The greatest threat to any business is a lack of cash flow. No matter how great your product is, how wonderful your staff is, or how loyal your customers can be, if you don’t have the cash flow you’ll be closing your doors. When you’re experiencing cash flow issues, rather than caving in and giving up, you can factor your invoices with a factoring company. The company assumes the risk for your invoice and advances you funds so you can keep your cash flow steady. It’s a great way of injecting funds quickly when you’re in need of some fast money, and companies have been factoring invoices for hundreds of years. It’s not at all a new practice, but unfamiliarity with any process can give rise to simple, easily avoidable errors. Many businesses new to factoring invoices, however, make rookie errors that can cost them dearly in the long run, and you simply can’t afford to make these mistakes when it’s your business on the line.

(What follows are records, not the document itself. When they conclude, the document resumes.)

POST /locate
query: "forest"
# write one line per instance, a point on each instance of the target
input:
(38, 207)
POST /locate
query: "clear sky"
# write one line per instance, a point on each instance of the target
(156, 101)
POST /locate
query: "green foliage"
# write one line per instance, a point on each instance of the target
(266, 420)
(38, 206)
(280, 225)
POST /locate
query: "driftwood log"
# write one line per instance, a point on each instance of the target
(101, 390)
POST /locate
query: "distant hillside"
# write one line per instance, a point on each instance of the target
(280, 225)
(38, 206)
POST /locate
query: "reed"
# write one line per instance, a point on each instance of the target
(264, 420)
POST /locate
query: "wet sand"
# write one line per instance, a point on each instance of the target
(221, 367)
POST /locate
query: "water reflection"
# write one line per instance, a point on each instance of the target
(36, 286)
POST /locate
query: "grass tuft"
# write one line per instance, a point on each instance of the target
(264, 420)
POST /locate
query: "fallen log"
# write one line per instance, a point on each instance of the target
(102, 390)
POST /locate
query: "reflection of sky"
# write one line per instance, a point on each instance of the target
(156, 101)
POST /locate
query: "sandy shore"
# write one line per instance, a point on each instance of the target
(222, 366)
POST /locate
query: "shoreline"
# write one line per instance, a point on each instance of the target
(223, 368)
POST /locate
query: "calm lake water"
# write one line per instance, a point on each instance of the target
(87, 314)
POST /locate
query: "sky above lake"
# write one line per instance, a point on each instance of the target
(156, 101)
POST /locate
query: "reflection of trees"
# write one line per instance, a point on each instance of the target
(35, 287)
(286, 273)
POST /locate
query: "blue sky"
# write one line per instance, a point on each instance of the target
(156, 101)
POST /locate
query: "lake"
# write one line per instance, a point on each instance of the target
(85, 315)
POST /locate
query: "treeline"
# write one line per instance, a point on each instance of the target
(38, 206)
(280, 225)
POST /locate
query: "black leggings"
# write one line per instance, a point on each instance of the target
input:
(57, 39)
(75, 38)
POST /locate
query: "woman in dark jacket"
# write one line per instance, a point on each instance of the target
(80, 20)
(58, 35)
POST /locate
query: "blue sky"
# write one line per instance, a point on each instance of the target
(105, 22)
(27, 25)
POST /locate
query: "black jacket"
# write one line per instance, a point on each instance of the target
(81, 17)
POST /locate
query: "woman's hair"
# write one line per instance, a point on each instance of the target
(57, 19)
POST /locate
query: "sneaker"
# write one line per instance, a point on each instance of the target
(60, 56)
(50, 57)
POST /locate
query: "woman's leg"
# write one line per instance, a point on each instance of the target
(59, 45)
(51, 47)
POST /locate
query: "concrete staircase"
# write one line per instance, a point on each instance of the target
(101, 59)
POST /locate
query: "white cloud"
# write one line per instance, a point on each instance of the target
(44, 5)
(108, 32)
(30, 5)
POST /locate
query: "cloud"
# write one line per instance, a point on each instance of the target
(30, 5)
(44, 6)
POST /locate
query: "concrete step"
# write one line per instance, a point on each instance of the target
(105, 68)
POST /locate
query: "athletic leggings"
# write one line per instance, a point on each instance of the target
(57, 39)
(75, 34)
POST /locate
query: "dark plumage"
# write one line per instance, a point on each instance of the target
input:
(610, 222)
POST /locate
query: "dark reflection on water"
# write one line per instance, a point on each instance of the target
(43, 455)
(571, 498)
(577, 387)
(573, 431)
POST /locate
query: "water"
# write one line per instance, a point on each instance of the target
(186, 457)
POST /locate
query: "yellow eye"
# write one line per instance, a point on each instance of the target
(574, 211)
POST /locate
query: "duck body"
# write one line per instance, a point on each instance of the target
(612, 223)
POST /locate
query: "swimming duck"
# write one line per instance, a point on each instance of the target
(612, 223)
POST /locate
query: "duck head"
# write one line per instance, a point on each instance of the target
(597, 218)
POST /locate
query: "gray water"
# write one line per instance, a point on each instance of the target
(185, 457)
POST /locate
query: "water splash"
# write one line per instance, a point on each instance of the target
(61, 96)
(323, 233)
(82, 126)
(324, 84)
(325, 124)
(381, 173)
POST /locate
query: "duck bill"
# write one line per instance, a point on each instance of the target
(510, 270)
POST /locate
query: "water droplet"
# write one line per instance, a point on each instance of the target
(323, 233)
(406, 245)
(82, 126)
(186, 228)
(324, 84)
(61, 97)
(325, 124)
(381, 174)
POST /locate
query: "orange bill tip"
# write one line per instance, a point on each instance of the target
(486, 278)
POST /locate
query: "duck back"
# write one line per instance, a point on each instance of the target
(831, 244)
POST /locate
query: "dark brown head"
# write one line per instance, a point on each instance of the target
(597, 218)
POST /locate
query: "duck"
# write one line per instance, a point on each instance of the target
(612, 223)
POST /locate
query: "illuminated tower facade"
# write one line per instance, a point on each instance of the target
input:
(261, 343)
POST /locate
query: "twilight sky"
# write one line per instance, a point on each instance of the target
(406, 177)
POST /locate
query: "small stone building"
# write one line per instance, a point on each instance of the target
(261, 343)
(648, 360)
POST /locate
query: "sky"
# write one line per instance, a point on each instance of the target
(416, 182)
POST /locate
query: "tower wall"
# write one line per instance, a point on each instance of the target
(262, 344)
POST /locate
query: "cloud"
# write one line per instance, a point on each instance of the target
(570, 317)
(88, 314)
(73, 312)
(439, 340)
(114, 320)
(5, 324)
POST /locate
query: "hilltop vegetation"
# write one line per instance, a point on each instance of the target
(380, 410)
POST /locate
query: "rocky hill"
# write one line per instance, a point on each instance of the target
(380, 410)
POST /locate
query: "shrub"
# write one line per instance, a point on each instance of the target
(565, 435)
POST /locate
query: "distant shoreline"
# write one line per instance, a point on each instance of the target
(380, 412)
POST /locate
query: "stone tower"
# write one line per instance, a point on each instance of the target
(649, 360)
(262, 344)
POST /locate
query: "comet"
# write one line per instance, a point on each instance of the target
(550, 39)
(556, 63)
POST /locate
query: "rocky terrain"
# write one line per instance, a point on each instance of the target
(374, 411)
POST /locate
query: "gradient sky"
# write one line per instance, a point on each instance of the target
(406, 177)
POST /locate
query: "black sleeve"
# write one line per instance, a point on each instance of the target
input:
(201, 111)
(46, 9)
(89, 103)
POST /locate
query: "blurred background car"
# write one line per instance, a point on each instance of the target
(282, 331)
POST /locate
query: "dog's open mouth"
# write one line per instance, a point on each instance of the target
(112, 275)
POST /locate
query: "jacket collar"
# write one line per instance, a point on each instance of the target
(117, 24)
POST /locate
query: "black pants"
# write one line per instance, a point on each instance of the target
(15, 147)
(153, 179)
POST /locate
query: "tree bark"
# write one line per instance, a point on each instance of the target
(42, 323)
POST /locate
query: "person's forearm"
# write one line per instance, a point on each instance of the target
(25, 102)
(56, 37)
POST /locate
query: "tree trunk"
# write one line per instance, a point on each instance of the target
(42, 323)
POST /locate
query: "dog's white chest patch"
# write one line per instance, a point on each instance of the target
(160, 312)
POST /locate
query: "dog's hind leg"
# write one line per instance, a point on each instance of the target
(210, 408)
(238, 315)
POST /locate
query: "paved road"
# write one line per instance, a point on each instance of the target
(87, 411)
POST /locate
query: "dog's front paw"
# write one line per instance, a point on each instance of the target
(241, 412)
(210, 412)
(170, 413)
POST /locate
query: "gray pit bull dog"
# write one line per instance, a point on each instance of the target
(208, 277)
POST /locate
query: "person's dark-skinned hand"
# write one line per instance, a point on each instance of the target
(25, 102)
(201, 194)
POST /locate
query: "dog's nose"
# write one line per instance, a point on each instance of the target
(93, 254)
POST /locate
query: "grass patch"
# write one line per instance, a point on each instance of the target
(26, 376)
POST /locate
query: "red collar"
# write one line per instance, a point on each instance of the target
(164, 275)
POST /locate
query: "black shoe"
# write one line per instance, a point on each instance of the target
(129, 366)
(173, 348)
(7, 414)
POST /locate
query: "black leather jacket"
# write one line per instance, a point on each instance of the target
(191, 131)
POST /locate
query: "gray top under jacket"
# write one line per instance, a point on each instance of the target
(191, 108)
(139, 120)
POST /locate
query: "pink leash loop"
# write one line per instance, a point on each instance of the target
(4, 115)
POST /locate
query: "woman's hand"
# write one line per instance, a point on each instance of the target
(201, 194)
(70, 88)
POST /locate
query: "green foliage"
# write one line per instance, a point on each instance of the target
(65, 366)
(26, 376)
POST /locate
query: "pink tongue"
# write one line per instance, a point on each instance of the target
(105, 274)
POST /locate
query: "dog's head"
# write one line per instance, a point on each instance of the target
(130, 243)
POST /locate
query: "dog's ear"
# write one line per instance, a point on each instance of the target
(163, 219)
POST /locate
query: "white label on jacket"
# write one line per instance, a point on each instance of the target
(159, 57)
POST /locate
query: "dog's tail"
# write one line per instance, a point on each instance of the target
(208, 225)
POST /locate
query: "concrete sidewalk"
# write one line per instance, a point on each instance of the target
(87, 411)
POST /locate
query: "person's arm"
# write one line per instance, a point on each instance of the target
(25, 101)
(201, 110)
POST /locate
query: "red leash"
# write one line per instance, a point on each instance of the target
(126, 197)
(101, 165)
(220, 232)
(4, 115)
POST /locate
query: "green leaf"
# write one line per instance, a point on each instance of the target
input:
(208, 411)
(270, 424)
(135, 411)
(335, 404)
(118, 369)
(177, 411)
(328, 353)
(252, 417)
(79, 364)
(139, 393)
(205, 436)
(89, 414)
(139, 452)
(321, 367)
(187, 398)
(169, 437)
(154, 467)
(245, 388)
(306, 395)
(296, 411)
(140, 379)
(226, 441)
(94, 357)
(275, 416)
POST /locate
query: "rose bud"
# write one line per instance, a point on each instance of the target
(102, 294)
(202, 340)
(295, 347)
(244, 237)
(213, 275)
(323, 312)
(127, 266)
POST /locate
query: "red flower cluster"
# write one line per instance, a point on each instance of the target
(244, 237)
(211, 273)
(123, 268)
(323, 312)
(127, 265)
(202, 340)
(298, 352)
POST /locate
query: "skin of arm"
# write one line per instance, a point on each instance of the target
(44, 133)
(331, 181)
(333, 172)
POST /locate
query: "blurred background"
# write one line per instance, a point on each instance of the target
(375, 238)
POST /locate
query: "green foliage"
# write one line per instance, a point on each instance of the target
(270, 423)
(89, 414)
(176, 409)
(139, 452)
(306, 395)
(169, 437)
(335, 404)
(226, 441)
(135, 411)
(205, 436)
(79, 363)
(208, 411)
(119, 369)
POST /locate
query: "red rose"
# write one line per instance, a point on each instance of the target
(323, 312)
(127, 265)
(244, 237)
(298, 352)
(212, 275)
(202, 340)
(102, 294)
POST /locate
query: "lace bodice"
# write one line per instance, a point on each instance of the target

Inaccuracy and Lack of Documentation
Inaccuracy in the financial industry is a massive problem. When you provide information on your business and customers to the factoring company, make sure everything’s as accurate as possible. Mistakes can affect how you’ll be treated by the factoring company, leaving you with inappropriate terms of your factoring or even rejection. Part of ensuring accuracy is providing supporting documentation as evidence of each claim within your document. Remember in school when you were writing essays, and each argument had to be backed up with evidence? Factoring invoices is a similar process, and requires documentation to ensure that everything that you say about your business and industry is correct. Businesses who fail to provide supporting documentation have nothing to support the claims they make in their applications, which is no good to the factoring company and no good to your business either.
Although factoring companies tend to be transparent with their fees and rates, it’s common for businesses looking into invoice factoring to ignore hidden fees, or not notice them at all.. You need to stay on top of your factoring so you can get the most out of the arrangement, and not put your business at risk because you failed to properly understand key terms and minimum fees. Make sure you understand everything involved with your factoring arrangement, asking as many questions as possible to ensure that everything is appropriately clarified. Remember, the factoring company doesn’t make any money if you don’t have money, so it’s in its best interests to have you well informed and financially solvent.